Influence is a worthwhile pursuit with the power to change individuals, organizations, communities, even entire civilizations.
It can, of course, be used for good or evil. And the allure of influence can be deceptive. But good people with an important message should still pursue it.
For example, I desire Becoming Minimalist to be an influential place where people are introduced to a better way of living—a way of life that removes the pursuit of material possessions and focuses on longer-lasting pursuits.
I desire to influence as many people as possible with this important truth.
Influence is a powerful, world-changing pursuit.
But it is important to be aware of its downsides.
Almost by default, influence carries the potential to change the holder. And because it does, those who possess it must regularly seek to keep their motivation in the proper place.
It is not an untold story. In fact, we know it well. A well-intentioned man or woman sets out with the purest of intentions: to make a difference and change their family, community, or world for good.
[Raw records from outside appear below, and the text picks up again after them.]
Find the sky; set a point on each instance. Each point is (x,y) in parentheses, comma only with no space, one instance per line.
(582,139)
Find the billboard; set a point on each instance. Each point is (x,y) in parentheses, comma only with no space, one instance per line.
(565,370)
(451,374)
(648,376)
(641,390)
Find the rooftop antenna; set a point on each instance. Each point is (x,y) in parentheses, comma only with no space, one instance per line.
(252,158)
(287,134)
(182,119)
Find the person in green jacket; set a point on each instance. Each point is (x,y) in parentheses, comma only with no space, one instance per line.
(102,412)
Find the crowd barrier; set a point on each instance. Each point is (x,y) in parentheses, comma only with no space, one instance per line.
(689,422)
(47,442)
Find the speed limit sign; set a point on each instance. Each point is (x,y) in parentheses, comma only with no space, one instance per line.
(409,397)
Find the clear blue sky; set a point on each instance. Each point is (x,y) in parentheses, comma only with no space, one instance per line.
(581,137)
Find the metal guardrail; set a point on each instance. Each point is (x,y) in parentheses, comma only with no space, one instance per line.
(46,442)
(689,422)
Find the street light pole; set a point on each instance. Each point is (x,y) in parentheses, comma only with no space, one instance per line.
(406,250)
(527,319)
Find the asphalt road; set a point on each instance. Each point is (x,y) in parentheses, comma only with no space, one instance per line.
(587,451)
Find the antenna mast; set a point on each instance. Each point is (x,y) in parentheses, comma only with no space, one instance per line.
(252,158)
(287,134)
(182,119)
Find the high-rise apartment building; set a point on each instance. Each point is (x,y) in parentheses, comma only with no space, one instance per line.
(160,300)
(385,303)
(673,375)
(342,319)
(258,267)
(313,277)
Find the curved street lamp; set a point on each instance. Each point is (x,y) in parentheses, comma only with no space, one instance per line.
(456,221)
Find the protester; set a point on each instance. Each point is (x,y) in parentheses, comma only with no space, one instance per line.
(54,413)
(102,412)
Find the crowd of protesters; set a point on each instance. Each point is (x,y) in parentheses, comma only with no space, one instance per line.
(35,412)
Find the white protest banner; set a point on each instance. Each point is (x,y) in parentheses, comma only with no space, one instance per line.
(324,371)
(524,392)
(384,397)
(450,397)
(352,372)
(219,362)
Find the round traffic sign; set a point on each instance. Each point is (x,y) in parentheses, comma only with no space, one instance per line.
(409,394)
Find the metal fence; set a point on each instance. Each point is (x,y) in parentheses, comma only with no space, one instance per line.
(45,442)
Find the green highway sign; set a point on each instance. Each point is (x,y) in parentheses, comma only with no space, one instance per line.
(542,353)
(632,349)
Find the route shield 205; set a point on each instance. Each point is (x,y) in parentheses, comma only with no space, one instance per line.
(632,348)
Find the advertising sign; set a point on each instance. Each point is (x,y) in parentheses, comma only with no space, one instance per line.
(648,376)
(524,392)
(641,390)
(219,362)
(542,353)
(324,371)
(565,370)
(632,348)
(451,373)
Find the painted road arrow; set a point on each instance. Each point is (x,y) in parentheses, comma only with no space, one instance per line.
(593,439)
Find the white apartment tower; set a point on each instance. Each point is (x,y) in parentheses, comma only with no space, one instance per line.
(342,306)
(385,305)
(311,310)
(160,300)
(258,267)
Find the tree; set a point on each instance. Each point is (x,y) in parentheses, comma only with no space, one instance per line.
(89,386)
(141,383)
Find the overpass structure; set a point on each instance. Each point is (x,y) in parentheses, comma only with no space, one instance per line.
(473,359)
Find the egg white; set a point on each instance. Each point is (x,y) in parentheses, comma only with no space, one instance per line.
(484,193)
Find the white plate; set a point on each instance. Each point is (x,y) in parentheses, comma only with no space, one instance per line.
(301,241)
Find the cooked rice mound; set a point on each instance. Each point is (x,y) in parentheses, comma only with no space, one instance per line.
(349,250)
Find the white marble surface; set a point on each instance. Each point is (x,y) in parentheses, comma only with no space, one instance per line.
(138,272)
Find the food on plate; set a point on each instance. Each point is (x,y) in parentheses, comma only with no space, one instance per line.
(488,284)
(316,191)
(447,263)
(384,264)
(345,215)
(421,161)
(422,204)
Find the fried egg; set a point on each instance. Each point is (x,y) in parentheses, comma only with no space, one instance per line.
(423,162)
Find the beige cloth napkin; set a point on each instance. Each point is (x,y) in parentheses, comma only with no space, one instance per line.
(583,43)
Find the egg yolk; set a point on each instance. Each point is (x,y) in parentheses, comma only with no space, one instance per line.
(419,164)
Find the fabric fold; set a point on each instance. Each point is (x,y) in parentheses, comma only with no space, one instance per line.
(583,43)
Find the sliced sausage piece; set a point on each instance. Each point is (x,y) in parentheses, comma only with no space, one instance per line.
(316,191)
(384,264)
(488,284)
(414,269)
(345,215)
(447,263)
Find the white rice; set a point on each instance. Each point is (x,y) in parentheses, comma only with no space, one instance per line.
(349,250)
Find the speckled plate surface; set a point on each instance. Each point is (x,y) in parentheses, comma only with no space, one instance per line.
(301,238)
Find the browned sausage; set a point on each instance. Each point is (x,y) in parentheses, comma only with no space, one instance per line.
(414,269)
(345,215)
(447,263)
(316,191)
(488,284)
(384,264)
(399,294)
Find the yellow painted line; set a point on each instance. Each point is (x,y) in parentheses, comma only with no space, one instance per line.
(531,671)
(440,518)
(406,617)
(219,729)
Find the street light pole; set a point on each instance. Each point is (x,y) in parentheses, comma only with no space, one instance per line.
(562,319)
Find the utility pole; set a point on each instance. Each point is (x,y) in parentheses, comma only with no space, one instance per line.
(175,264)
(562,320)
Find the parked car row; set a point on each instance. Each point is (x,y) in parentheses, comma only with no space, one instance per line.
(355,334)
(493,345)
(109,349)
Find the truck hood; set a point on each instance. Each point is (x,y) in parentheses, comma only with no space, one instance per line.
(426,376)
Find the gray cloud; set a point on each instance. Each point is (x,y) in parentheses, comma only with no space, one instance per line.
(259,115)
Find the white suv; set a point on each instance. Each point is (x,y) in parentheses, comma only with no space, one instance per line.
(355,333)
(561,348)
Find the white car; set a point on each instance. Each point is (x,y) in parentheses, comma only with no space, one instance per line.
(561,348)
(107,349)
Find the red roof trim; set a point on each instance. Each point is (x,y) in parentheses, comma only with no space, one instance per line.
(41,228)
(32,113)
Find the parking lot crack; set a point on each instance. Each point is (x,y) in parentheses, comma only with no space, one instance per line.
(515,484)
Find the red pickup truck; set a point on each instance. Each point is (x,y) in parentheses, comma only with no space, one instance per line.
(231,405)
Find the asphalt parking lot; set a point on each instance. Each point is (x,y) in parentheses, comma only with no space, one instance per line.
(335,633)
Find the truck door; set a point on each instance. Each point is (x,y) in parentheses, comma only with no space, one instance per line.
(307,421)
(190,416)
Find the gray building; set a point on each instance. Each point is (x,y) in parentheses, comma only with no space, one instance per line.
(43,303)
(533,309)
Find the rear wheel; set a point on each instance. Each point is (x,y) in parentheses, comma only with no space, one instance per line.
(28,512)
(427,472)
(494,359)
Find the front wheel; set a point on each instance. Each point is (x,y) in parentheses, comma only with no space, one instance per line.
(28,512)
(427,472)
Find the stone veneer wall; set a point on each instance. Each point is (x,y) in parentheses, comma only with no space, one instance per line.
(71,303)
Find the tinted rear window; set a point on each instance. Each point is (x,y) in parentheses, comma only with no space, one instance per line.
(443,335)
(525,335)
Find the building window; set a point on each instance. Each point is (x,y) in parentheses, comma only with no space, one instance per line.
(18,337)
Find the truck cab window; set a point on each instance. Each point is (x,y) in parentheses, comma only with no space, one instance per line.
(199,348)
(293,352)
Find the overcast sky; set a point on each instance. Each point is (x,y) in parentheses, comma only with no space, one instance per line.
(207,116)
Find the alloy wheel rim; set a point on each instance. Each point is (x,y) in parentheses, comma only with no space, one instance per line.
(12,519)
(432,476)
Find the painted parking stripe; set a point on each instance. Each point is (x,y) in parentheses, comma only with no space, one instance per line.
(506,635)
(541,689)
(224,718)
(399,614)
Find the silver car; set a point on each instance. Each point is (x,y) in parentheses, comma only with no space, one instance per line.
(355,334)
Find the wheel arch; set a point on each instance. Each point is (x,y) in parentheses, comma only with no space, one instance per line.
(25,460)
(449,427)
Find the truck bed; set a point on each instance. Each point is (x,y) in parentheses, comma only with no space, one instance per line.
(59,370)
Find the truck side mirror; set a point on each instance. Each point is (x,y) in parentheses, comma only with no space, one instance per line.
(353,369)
Then, something amazing happens. They actually succeed.
People are quickly impressed and attracted to their accomplishments. They begin to attract more influence. More influence begins to attract new opportunities—some healthy, some unhealthy. Temptations get stronger. And when internal motivation is not kept in alignment with healthy pursuits, trouble quickly follows.
Our motivation must be kept purely in check at all times. And all the more as our influence begins to grow.
We must constantly remind ourselves that we are not above temptation. We are just as susceptible to the pursuit of money or power or selfish desires as the next guy or gal. We are not above it. We are only human.
We must continually remind ourselves why we do what we do. Our longings are greater than money and possessions. We desire influence not as a means to achieve personal success or recognition. We desire influence motivated by love—love for others and love for a better way to live.
We must routinely evaluate our motives. This can be difficult. The slow growth of unhealthy motivation in our hearts and minds can be difficult to decipher. Often, the eyes of a friend or family member can notice them before our own. Humbly pursue the truth. Ask the hard questions of yourself and others. And remove your first defensive response to those answers.
May your influence continue to increase. May it bring about good in your homes, workplaces, and local communities. But as it does, may your motivations always be kept pure—not just for your own sake, but also for the sake of those we seek to reach.